La pace di Francesco si basava, prima che su un accordo politico, su un rivolgimento interiore, sul riconoscere i propri torti e aprirsi verso il prossimo.
«Il Signore mi rivelò che dicessi questo saluto: Il Signore ti dia pace», così scrive Francesco nel Testamento. Egli esorta i suoi frati a portare a tutti questo saluto come annuncio e benedizione.
Tommaso da Celano riferisce: «In ogni suo sermone, prima di comunicare la parola di Dio al popolo, augurava la pace. In questo modo otteneva spesso, con la grazia del Signore, di indurre i nemici della pace e della propria salvezza, a diventare essi stessi figli della pace e desiderosi della salvezza eterna».
L’annuncio evangelico alla conversione si coniuga con l’invito alla pace che nasce dall’umiltà e dall’unione con Dio: «La pace che annunziate con la bocca, abbiatela ancor più copiosa nei vostri cuori. Non provocate nessuno all’ira o allo scandalo, ma tutti siano attirati alla pace, alla bontà, alla concordia dalla vostra mitezza. Questa è la nostra vocazione: curare le ferite, fasciare le fratture, richiamare gli smarriti».
Tommaso da Celano scrive; «il valorosissimo soldato di Cristo, Francesco, passava per città e villaggi annunciando il regno dei cieli, predicando la pace, insegnando la via della salvezza e la penitenza in remissione dei peccati». Tommaso da Spalato, che vide Francesco predicare a Bologna il 15 agosto 1222, narra che «tutta la sostanza delle sue parole mirava a spegnere le inimicizie e a gettare le fondamenta di nuovi patti di pace. Portava un abito sudicio; la persona era spregevole, la faccia senza bellezza. Eppure Dio conferì alle sue parole tale efficacia che molte famiglie signorili, tra le quali il furore irridibile di inveterate inimicizie era divampato fino allo spargimento di tanto sangue, erano piegate a consigli di pace».

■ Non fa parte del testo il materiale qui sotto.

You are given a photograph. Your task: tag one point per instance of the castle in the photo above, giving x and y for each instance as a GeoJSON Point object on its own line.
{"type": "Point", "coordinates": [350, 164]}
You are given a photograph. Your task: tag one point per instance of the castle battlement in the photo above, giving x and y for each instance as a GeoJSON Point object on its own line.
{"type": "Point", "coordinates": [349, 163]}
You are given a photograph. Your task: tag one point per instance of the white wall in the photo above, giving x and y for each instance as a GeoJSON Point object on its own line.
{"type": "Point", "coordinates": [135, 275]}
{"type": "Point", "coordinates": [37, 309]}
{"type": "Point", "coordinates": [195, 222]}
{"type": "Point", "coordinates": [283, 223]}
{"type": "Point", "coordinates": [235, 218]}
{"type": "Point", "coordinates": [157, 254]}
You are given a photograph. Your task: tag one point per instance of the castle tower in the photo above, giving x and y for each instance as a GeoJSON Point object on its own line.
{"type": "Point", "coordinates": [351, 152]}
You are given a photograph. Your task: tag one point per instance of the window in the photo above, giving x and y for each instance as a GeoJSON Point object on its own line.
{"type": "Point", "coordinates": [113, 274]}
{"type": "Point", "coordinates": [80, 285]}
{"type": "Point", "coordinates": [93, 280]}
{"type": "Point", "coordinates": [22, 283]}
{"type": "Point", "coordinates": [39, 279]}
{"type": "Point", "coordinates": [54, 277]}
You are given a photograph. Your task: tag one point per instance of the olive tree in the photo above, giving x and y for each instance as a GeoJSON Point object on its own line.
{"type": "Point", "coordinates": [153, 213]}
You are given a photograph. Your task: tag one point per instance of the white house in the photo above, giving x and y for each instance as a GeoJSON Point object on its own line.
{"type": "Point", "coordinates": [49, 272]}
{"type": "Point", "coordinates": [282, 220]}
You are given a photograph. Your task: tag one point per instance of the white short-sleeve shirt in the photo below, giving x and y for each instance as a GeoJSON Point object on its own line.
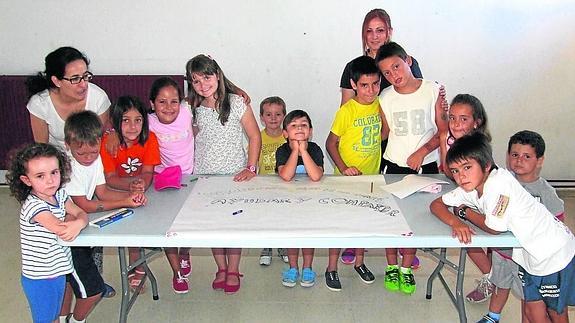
{"type": "Point", "coordinates": [547, 243]}
{"type": "Point", "coordinates": [41, 106]}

Un ultimo aspetto unisce in San Francesco d’Assisi la pace alla Povertà. Francesco aveva compreso che la ricchezze, l’avidità di potere e di possesso, si trasformano ben presto in guerra fratricida, in armamenti contro gli altri uomini.
Ecco le parole e la vita di Francesco.
Una volta il vescovo di Assisi, Guido I, ebbe a dire a Francesco: «La vostra vita mi sembra dura e aspra, poiché non possedete nulla a questo mondo». Rispose il santo: «Messere, se avessimo dei beni, dovremmo disporre anche di armi per difenderci. È dalla ricchezza che provengono questioni e liti, e così viene impedito in molte maniere tanto l’amore di Dio quanto l’amore del prossimo. Per questo non vogliamo possedere alcun bene materiale a questo mondo». Francesco considerava le armi una tale sciagura da sconsigliare addirittura il possesso di ogni bene pur di non incorrere nel rischio di doversi armare. In una bellissima pagina del Sacro patto con Madonna Povertà, alla richiesta della bella dama di avere un coltello per il pranzo i frati rispondono: «Non abbiamo il fabbro che ci faccia spade». Praticando la radicale povertà evangelica non coltivano nemmeno un orticello, perché non vogliono possedere, così come rifiutano anche una piccola lama perché potrebbe trasformarsi in arma.
Non è forse vero che dalla ricchezza e dalla sete di potere e di conquista muovono le guerre che sono sotto i nostri occhi, in Ucraina tanto quanto in Medioriente?
E che cosa direbbe Francesco delle terribili armi super tecnologiche che non riusciamo a smettere di produrre, comprare e vendere?
L’insegnamento del nostro Santo patrono d’Italia e la sua luminosa testimonianza ci additano una strada diversa e possibile per costruire la pacificazione interiore e la casa comune.